The book is funny, touching, and filled with the spirit of the Coen brothers.
The Feral Detective – Jonathan Lethem
Lethem has written some of my favorite novels of the past 25 years, most notably The Fortress of Solitude. His latest effort was greeted as an important book for the Trump era. For the first time ever, I was disappointed by his work.
Following Trump’s election, Phoebe Siegler quits her job as a fact checker at The New York Times as a form of protest. Just before inauguration day, she travels to California to help search for the daughter of her best friend, a college-aged girl who disappeared from her Oregon dorm room without a trace in the fall. Siegler meets Charlie Heist, a highly recommended but rather bizarre detective, who she has been told may have a lead.
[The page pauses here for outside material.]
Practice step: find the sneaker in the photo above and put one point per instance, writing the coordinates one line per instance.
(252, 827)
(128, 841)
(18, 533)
Heist leads her into a hidden world in the desert where two off-the-grid movements are locked in a continuous battle with each other. Or something like that. Honestly, I had a ton of trouble sticking with Lethem’s story. I understand these two groups were supposed to be allegories for our current political climate. Maybe. But they weren’t all that interesting to me. And the story seemed clunky and confusing.
I wonder if Lethem was trying too hard. And perhaps critics who have given the book good reviews were trying too hard to support something that is anti-Trump. I hope the next important book of the era is better.
A Gentleman’s Game – Tom Coyne
I’ve become a fan of Coyne for his work on The Golfer’s Journal podcast, and read his A Course Called Ireland book last fall. My plan for this summer is to read through his other golf books, and I figured I would start with his first, this novel about a boy with a gift for the game coming of age.
I had heard Coyne talk about this book before, and his admissions that he tried to throw in everything he learned while getting his MFA. That’s an apt description of how it reads. There’s a nice core story about the golfing prodigy, his efforts to connect with his distant father, how he tries to bridge the gap between being the son of a country club member and his job as a caddy, and some higher level generational and socio-economic conflicts. But sometimes Coyne tries too hard, or the connections he seeks just aren’t there. It’s good to know his writing gets better.
An Absolutely Remarkable Thing – Hank Green
Can the younger brother of John Green be as talented as the author of The Fault in Our Stars? Based on one book, I’ll say he absolutely can be.
This is one of my favorite books I’ve read so far this year.
It reads as the memoir of April May, a 23-year-old in New York with an art degree who is working at a soulless start up to try to afford living in Manhattan. Late one night – or actually early one morning – her subway card doesn’t work and she’s forced to walk back to her office. That’s when she discovers an absolutely remarkable thing: a huge, Transformer-like statue stationed in front of a Chipotle. In very New York fashion, everyone else on the street seems to be ignoring it. She calls a friend who is skilled at video, they record something quickly, and post it to YouTube. Next thing you know, April is a world-wide phenomenon.
Green takes the story in two directions from here. First, there is the unraveling of the main plot. Where is the robot, which April calls Carl, from? And why did 63 others suddenly appear around the world? Why don’t they move or make noise? Why can’t they be moved, no matter how much force is applied to them? Why do people all around the world seem to be having the same, deeply complex dream? If the Carls are from another planet, what is their intent?
Second is a bigger social critique of our addiction to, and reliance on, social media, how we’ve devalued the traditional news media and turned it into a circus of people shouting at each other, how we are programmed to take the word of people we are physically attracted to, and how arguments that have nothing to do with politics are often used to divide people into the same camps that we argue about politics in. Green began writing this book long before Trump but I think he makes some of the arguments Jonathan Lethem wanted to make about our times far better than Lethem did.
The book is at turns hilarious, chilling, maddening, cute, sobering, and inspiring. Although not slotted into YA lit like his brother’s works, Hank Green certainly has some elements of that genre in his writing. Although the book ends with a rather huge cliffhanger that sets up a sequel, I’m almost disappointed this won’t be a stand-alone work. I like the questions it leaves unresolved. And while this may be unfair to Green, I don’t know if he can pull off the second half of this sci-fi mystery as well as he did the first.